In a 2006, the JumpStart Coalition for Personal Financial Literacy surveyed 5,000 high school seniors; the survey tested their ability to manage financial resources such as credit cards, insurance, retirement funds, and savings accounts. The average score was 52.4% – not so great on any bell-curve. This as we’re ready to push our kids out the door to college and, according to Nellie Mae (the nation’s largest maker of student loans); the average undergrad has $2,200 in credit card debt.

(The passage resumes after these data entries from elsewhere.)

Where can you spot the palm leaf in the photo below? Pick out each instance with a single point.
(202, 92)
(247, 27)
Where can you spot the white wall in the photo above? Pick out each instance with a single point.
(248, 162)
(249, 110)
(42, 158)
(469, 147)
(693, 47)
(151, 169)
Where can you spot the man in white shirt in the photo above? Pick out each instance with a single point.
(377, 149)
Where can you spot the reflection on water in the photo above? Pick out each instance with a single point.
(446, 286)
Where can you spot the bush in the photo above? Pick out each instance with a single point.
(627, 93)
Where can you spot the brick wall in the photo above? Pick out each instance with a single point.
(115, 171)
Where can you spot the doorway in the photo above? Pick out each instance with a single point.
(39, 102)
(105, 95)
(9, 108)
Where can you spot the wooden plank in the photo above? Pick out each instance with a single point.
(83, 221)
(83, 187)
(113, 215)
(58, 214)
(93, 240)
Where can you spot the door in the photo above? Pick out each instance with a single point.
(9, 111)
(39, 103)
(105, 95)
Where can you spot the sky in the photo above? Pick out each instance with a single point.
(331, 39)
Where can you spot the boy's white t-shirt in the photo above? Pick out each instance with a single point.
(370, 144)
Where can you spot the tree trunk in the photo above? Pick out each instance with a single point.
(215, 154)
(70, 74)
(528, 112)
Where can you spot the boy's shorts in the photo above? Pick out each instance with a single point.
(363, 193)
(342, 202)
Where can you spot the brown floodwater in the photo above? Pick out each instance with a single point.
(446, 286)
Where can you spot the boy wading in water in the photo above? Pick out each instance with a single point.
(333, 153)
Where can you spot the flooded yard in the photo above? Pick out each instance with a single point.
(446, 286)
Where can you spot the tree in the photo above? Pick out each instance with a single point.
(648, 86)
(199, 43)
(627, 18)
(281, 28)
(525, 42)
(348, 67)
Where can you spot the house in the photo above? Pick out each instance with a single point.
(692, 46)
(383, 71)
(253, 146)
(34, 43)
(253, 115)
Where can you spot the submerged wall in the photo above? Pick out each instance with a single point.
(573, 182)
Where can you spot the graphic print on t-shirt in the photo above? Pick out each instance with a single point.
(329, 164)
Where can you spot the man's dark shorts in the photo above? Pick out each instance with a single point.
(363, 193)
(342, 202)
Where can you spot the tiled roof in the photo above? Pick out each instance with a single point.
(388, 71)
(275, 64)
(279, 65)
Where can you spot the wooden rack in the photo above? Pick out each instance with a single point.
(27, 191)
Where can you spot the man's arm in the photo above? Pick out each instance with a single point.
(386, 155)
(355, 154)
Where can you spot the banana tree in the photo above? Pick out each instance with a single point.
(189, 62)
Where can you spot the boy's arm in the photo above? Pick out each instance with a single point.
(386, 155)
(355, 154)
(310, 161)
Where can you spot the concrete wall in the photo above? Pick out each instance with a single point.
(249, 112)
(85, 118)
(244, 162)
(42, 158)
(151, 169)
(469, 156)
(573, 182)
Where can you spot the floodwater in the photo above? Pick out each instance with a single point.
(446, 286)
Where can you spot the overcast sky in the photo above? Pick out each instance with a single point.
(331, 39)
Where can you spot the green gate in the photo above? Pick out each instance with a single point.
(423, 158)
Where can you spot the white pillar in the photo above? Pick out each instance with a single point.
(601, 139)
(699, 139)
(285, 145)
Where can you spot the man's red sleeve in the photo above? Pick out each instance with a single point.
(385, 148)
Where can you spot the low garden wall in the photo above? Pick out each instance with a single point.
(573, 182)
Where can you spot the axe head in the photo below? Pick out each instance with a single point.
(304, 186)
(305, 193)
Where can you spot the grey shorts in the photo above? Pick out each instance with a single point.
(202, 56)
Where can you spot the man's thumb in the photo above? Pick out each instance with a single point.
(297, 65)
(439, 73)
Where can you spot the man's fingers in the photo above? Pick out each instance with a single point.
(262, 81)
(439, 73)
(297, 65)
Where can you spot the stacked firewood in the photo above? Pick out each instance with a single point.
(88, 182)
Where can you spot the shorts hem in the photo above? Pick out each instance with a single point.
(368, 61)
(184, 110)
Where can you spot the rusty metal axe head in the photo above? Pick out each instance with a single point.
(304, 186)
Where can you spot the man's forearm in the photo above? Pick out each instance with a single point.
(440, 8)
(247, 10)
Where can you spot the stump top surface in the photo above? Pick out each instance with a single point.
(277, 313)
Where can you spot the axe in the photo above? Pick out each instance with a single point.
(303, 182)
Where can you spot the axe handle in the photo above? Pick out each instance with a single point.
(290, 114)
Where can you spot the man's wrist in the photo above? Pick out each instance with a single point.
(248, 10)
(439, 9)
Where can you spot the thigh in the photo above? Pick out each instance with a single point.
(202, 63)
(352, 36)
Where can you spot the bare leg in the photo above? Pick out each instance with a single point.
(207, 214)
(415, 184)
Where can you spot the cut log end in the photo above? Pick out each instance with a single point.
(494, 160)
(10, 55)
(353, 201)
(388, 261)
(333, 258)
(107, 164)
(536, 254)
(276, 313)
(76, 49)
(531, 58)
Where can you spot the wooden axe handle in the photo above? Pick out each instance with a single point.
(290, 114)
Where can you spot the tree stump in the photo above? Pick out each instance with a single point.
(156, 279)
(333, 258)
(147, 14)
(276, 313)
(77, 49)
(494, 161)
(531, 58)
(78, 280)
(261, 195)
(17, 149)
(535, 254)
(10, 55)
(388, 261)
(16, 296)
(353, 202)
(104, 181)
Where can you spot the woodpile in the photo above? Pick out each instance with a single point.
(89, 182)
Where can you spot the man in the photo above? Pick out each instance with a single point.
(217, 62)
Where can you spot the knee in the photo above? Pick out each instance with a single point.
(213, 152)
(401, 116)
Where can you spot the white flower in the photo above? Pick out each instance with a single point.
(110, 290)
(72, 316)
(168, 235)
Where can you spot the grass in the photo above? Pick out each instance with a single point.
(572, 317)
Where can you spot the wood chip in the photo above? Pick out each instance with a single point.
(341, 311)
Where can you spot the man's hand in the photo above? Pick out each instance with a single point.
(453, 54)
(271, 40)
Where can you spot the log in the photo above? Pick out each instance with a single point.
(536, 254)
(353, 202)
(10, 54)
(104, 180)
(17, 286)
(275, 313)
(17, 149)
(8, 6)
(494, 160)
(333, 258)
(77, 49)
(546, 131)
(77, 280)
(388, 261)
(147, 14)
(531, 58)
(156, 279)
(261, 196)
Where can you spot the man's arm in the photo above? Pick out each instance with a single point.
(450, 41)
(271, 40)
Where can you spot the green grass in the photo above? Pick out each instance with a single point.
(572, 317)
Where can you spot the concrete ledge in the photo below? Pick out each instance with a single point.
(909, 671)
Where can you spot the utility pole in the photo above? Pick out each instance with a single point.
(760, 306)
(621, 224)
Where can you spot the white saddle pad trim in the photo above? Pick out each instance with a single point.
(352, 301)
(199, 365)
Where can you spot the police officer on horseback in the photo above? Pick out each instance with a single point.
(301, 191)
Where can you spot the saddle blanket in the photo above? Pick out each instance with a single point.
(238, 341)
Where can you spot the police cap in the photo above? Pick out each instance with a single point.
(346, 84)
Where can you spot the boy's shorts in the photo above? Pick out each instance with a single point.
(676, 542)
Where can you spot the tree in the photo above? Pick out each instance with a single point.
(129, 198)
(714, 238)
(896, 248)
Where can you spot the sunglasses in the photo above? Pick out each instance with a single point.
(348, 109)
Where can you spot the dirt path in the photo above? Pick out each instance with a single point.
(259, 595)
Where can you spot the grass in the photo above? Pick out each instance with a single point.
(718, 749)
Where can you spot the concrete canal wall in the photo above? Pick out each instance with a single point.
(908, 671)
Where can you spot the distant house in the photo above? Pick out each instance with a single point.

There is no doubt we are in an “interesting” time with the sub-prime issue continuing to plague our economy. I just heard a statistic that in the U.S., we now have less than 50% equity in our homes for the first time since the 1940’s. It seems to me that we see the government trying to aggressively fix the consequences of the sub-prime problem, but maybe we should spend some time on the idea of prevention; to me the issue is what we can do to teach our young people about how to use money wisely and grow into adults that understand the principles of basic personal finance.
When I was in high school (I graduated in 1986 to put perspective on this), the only exposure I got to personal finance was picking and tracking some individual stocks in my Economics class – that was it. In my thought process, it is the responsibility of schools to prepare students for the real world. I am not proposing that we replace core academic classes – but imagine if students left high school with a strong grasp on: how to balance a checkbook, student loans, credit cards (and the debt issue associated with them), and taxes. You could take this concept past what you need to know in college and also give them an education on investing, good debt vs. bad debt, financing a car, insurance needs, how to get a mortgage, credit scores, tracking expenses, and how to set up a budget.
We know that as we send our kids off to college, they are bombarded with temptation which can lead to financial hardship that can chase them their entire life. I also know that there are middle schools and high schools that do embrace personal financial literacy. I just believe, as I look around at the economy, that we could do more on the front end to help prevent bad decisions and integrate this idea of financial literacy into our education system.
As a sidebar, there is an excellent website, www.moneyinstructor.com that hits this concept square on the head with a tutorial approach.